Author Tim Underhill is having a bad day. He gets weird emails that come from dead people- and also emails from an exceptionally rude angel. He sees his dead sister. A ‘fan’ approaches him as he has lunch, asking him to sign a whole bag full of books, proceeds to rant about finding the ‘real’, perfect version of books, and then stalks Underhill.

Willy Patrick, author of children’s books, is also having a bad day. She is convinced that her daughter is being held in a warehouse. But her daughter, and her late husband, were killed some time ago. She is well aware that this is a kind of madness, so she goes back home, to her incredibly wealthy fiancé’s house that she is moving into in preparation for their wedding. Her fiancé is very secretive about what he does and is a control freak. Quite by accident she finds that her fiancé may have had something to do with her husband’s and daughter’s deaths, and she finds herself on the run. She winds up meeting Underhill, and they both flee the area.

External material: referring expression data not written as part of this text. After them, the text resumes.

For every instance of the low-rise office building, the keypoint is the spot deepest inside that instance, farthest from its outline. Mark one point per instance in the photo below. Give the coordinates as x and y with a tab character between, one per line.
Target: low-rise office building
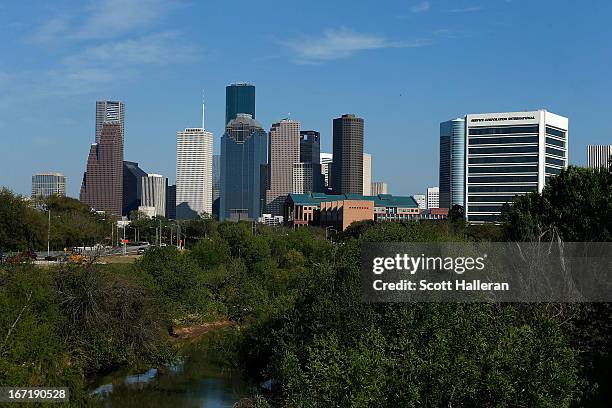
340	210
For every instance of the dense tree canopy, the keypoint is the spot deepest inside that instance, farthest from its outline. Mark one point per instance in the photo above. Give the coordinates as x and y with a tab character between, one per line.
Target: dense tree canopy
576	205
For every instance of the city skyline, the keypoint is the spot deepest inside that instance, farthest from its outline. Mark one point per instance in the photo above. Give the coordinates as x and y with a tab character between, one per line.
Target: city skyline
378	70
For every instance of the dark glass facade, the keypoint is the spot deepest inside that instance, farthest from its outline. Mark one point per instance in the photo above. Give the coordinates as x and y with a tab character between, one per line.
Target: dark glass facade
310	146
132	175
347	171
243	167
171	202
239	98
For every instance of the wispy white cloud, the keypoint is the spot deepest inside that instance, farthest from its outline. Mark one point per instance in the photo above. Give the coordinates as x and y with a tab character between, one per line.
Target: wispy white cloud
102	19
101	46
465	9
420	7
341	43
154	49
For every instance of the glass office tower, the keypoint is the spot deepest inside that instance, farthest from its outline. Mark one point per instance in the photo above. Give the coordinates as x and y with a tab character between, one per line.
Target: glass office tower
243	167
239	98
452	162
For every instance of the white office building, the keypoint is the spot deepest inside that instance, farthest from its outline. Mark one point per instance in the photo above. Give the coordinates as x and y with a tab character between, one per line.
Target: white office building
153	193
303	178
421	201
379	187
48	184
110	112
327	160
194	156
367	174
508	154
599	156
433	197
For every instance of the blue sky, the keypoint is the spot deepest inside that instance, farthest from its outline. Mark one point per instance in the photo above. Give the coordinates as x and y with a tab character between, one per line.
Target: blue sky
404	66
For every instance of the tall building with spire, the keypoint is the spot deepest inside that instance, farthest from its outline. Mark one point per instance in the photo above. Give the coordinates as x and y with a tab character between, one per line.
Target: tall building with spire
239	98
243	169
102	186
194	157
284	152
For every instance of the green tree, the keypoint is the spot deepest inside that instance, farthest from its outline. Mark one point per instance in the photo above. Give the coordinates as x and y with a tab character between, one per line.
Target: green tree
576	205
21	225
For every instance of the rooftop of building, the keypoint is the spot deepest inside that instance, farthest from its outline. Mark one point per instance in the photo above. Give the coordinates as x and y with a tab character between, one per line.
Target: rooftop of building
241	84
380	200
243	119
49	174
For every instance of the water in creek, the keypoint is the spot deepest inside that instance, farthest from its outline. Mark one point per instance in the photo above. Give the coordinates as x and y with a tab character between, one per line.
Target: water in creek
195	382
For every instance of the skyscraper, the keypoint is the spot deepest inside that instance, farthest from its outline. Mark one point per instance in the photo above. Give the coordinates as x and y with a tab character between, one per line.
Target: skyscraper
510	153
216	184
110	112
194	148
452	162
171	202
153	193
48	184
239	98
367	174
284	152
307	174
599	156
433	197
327	160
310	146
131	186
421	201
102	187
243	167
347	170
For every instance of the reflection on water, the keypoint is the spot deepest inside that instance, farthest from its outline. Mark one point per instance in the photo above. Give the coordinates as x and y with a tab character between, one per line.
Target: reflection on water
197	382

I found this book to be rather frustrating. Straub played with reality in ways that I found hard to follow for a good long time- which is okay for a while. Patrick is said to be the author of the book “lost boy lost girl”- which of course Straub wrote (and I suspect that ‘Night Room’ would be a lot easier to follow if one has read ‘lost boy lost girl’ first.) Some things are said to be from his imagination, but other things are supposed to be ‘real’. The plot takes its time to get anywhere, with many things introduced that ultimately don’t go anywhere and left me, at the end, wondering what that bit was all about and if I’d missed something. For example, the emails from Underhill’s dead acquaintances seem to merely function to let him know that something weird is happening; they have no impact on the story itself. But the thing that bothered me the worst is that the story completely failed to scare me.